Fairgen deals with statistical models and tabular data, and its training is solely based on the data contained in the uploaded dataset. This effectively allows market researchers to create new and synthetic respondents by extrapolating from adjacent segments of the survey.
“We don’t use any LLMs for a very simple reason, which is that if we trained in a lot [other] investigations, it would just be spreading misinformation,” Cohen said. “Because you would have cases where you learned something in another investigation, and we don’t want that. It’s all about reliability.”

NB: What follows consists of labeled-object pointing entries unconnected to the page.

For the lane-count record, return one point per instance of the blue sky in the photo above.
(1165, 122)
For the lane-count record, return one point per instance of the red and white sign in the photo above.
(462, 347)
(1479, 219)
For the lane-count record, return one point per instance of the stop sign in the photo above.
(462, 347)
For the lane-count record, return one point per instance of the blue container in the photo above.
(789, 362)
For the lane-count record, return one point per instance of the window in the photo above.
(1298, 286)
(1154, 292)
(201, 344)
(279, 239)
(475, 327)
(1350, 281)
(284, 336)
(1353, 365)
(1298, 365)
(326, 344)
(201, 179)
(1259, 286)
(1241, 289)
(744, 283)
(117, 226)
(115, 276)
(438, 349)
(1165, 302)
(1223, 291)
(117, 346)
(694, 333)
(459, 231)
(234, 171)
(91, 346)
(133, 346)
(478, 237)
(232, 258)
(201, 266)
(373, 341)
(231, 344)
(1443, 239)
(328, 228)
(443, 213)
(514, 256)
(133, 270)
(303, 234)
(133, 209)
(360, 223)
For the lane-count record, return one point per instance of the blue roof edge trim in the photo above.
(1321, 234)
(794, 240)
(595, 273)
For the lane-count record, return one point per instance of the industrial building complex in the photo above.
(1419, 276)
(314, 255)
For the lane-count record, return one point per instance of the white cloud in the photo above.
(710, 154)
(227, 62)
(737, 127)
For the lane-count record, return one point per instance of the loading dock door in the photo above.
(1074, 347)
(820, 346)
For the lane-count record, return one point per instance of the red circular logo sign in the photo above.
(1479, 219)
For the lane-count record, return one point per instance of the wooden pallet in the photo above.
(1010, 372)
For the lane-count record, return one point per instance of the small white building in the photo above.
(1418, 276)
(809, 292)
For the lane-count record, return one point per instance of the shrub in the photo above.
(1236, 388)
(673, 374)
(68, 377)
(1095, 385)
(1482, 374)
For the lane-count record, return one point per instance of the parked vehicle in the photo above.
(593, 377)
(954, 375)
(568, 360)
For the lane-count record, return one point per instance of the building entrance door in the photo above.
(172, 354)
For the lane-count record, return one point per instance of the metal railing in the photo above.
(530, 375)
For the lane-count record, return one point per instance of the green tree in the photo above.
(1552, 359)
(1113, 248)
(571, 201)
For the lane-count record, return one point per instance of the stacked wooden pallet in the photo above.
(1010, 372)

In terms of business model, Fairgen is sold as SaaS, with companies uploading their surveys in any structured format (.CSV or .SAV) to Fairgen’s cloud-based platform. According to Cohen, it takes up to 20 minutes to train the model on the survey data it provides, depending on the number of questions. The user then selects a “segment” (a subset of respondents who share certain characteristics) — e.g. “Gen Z working in industry x,” — and then Fairgen delivers a new file structured the same way as the original training file, with exactly the same questions , just new rows.
Fairgen is used by BVA and French polling and market research company IFOP, which have already incorporated the startup’s technology into their services. IFOP, which looks a bit like that Gallup in the US, it is using Fairgen for electoral purposes in European elections, although Cohen believes it may end up being used in US elections later this year.
“The IFOP is basically our stamp of approval, because they’ve been around for 100 years,” Cohen said. “They validated the technology and were our initial design partner. We’re also testing or already integrating with some of the biggest market research companies in the world, which I’m not allowed to talk about yet.”